她稳住心神,隔着门缝,声音不高却字字清晰:“这位郎君、娘子,稍安勿躁。”
“尔等口口声声言道奴家点心坏了令郎,空口白牙,可有凭据?秦州城百万之众,食奴家点心者不知凡几,何曾听闻有半点差池?”
“令郎此刻症状,腹痛难忍,究系何时发作?是食点心后几时几分?所食几何?可有他人同食而安然无恙者?腹痛是绞是胀?可有腹泻、呕吐、发热之状?家中饮食可有其他异常?”
她一连串冷静的追问,瞬间让门外哭骂的妇人噎了一下,连地上翻滚的少年叫唤声都似乎弱了几分。
那汉子显然没料到这看似年轻娇怯的小娘子竟如此伶牙俐齿,句句问到要害,且神态镇定,毫无慌乱,脸色涨得更红,眼神闪烁,恼羞成怒之下,蛮横之气陡生:“好个牙尖嘴利的贱妇!休要东拉西扯!我儿吃了你的毒点心,此刻便要死了!你躲着不见人就是心虚!快开门赔我儿命来!”

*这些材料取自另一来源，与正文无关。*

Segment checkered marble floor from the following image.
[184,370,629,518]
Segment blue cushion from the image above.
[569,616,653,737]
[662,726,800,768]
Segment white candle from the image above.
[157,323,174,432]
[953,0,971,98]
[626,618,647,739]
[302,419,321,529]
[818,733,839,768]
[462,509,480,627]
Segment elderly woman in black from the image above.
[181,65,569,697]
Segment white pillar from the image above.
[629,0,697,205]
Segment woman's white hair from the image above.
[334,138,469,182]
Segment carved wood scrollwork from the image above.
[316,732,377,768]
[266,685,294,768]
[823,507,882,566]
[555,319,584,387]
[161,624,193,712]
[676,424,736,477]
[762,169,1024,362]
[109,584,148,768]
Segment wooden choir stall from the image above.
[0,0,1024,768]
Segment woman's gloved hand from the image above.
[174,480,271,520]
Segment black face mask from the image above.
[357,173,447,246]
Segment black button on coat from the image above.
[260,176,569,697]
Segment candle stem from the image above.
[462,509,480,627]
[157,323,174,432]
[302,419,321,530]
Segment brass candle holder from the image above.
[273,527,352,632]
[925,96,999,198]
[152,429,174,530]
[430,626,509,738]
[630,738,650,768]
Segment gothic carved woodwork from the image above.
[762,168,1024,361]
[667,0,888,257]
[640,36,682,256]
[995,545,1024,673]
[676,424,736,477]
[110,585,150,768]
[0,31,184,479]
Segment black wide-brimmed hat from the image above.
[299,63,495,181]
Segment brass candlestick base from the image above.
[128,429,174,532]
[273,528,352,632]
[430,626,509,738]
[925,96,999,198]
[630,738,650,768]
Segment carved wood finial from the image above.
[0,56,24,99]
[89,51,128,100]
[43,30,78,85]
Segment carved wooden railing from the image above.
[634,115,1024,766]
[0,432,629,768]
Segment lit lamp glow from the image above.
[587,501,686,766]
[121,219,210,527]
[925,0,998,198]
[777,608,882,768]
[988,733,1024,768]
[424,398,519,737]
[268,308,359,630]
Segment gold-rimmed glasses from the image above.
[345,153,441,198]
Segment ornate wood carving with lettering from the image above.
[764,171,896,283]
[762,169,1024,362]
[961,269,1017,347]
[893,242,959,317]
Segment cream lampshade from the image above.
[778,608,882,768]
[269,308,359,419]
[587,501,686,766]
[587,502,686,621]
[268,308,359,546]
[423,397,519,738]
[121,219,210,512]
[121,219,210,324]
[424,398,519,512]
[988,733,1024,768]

他一面咆哮,一面竟不管不顾,抬脚就朝那仅开一线的门缝猛地踹来,蒲扇般的大手也伸进来欲强行扒开门扇,口中兀自不干不净地咒骂:“今日不开门,老子便砸了你这黑店!定叫你吃不了兜着走!”
裴清梧心头一凛,暗叫不好。
这莽汉分明是要借机生事,强行闯入!
她下意识后退一步,正欲呼救或寻求防身之物时,一股带着浓重血腥气的劲风,陡然从裴清梧身后的昏暗处卷出。
颀长的身影踉跄着挤到了门前,挡在了裴清梧身前,正是那重伤的少年郎。